Sure, Eddy Rodriguez is retired, but you wouldn’t be able to tell if you were around him.
The Scranton/Wilkes-Barre RailRiders catcher announced his retirement from the game on Friday, but he’s already found a way to game himself busy. Two ways, actually.
Rodriguez is working on a pair of endeavors — with a baseball analytics company called DatraksPro and in a partnership with All-Star Catchers Gear. Oh, and he plans on making multiple trips back to the Scranton/Wilkes-Barre area this winter, the first one being for the RailRiders University Holiday Clinic at the end of the month.
“I’m honestly busier than I’ve ever been,” Rodriguez said. “It’s going to be cool during the winter meetings, to be a part of that.
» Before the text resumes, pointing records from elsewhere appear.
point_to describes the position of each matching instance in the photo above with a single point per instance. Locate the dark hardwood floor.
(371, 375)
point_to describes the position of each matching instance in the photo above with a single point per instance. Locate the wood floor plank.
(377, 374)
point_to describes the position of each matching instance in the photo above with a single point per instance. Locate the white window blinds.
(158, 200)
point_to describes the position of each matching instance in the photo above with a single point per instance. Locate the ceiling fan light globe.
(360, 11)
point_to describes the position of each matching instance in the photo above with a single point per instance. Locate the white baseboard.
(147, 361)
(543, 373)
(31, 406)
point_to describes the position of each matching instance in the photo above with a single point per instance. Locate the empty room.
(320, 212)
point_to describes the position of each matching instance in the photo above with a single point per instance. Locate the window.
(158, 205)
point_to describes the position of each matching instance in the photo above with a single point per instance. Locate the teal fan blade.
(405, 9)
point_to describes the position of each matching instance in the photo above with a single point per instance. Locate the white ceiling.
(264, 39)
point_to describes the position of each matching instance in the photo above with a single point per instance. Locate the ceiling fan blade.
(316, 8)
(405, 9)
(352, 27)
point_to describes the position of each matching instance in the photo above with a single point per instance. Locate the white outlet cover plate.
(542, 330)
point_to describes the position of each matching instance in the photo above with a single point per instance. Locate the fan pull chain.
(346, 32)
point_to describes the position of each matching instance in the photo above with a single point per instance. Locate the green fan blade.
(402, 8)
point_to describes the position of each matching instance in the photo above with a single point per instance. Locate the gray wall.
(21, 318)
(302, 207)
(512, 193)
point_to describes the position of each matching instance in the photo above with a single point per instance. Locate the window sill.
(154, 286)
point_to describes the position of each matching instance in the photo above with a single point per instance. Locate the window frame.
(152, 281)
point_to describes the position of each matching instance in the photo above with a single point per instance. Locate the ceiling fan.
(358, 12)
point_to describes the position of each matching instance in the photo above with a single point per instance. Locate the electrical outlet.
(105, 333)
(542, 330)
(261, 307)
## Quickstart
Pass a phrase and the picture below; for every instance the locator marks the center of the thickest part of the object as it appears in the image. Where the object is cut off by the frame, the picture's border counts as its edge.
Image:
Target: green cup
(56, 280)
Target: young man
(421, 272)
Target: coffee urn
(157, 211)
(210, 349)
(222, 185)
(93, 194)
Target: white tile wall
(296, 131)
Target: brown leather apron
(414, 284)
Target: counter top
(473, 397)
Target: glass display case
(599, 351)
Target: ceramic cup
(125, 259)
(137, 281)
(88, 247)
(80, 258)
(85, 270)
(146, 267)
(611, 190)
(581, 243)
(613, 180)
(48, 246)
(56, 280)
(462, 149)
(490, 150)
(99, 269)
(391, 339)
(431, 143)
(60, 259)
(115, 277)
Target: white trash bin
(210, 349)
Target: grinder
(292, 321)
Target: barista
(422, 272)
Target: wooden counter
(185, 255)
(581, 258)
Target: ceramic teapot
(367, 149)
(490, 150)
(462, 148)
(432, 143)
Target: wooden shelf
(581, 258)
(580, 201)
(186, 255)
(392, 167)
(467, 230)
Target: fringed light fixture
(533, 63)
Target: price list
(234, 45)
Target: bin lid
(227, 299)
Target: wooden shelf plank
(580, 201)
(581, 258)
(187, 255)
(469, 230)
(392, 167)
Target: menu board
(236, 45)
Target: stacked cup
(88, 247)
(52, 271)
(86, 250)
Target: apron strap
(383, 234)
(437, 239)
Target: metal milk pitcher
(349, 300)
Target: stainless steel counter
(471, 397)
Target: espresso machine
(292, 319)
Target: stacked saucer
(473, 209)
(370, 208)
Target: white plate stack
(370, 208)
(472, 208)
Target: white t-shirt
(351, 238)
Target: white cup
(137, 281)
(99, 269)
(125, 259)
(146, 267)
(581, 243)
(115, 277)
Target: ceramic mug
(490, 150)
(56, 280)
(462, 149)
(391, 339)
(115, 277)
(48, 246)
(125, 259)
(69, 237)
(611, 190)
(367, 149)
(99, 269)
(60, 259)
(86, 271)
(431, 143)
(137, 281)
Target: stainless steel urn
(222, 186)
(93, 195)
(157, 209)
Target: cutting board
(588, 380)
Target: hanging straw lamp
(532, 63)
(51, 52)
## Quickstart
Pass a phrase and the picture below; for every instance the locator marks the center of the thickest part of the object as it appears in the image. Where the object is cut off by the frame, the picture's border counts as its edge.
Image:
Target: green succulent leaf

It’s a really exciting time for me and my family at this point.”
After conversations with the New York Yankees, Rodriguez says he’s doesn’t “doubt” that there wouldn’t have been an opportunity to come back and play in a similar role to this past season — backing up Kyle Higashioka with the RailRiders — but the 12-year pro was at the point in his career where things off the field became more attractive.
Especially DatraksPro, which provides Rodriguez with the opportunity to help amateurs reach the next level, whether it be professionally or collegiality.
“I’ve been fortunate,” Rodriguez said. “I’ve accomplished a lot in the terms of the people I’ve met, the people I’ve been around, and I felt like — one thing that I wanted to do was to go out on my own terms and not wait until January or February, and there might not be a team interested in me and me kind of being in limbo.
“In addition to that, there are two or three opportunities that I’m currently working on off the field that made the transition to leave the professional baseball end on the note that I did.”
Rodriguez described the Orlando-based DatraksPro as a start-up baseball analytics company that will get “kids at the amateur level to be valued for what they do, not the opinion of a third-party scouting report that really doesn’t have the credentials to be giving the scouting reports.”
By forming a centralized analytics software, DatraksPro will provide a LinkedIn-like network for amateur baseball players. Using his contacts throughout his 12-year career, Rodriguez will act as a liaison between Major League organizations and “amateur data.”
Defensive analytics is something that Rodriguez credits to extending his career, which made DatraksPro a venture that was extremely easy to back.
“Something we’re trying to do as a company is be sure that when it comes to college opportunities and student-athlete opportunities after high school, we’re making sure people are fishing where the first are at and we want to do that through the use of analytics,” Rodriguez said. “Teams are going to be further informed of all of the data values that we have at the Minor League level and the big-league level, especially with all of the teams. Velocity of the radar gun is a dinosaur in 2017 and we have the machines — and everybody has the access to the machines to get these data points — but we’re going to be trailblazing and setting the standard and creating relationships on that end.
“As I saw the value (of analytics) for myself, I was like, ‘All right, well, let’s find value in other people so they can further extend their career.’ I got to extend my career from whatever it was — two or three years — in professional baseball up to 12 years. Maybe I can extend a kid from a JV player to a junior college player.”
Rodriguez’s partnership with All-Star is something he saw as a natural relationship.
The retired catcher will work with All-Star in everything from product development to meeting with catchers in different Major League clubhouses, and everything in between.
“It’s a great relationship. The stuff that I’m doing and their backing and support of me is amazing,” Rodriguez said. “There’s no limit to it, which has what’s been amazing to me. These different entities offering these opportunities to me.”
When the Scranton/Wilkes-Barre front office mentioned the possibility of Rodriguez working at their clinics, he couldn’t turn the opportunity down.
The former RailRiders catcher will be in the area for five days for the holiday camp and an event with Baseball U PA during the last week December and also plans to come back for the coaches clinic in January.
“My time that I have spent in Scranton, and my family has spent in Scranton, I’ve been treated like just part of the city,” Rodriguez said. “I’m envious to somebody like (former RailRiders pitcher and Crestwood alum) Matt Wotherspoon — somebody that’s from the area — and I can see how people embrace them. It’s such a cool thing. He’s a hometown kid. Honestly, the way that the city’s made me feel, and the organization has made me feel, is the same exact way. I don’t feel I’m a stranger.
“I’m really, really excited. The way I talked to (the RailRiders) about it, is like I won’t ever alienate myself from the Scranton connection.”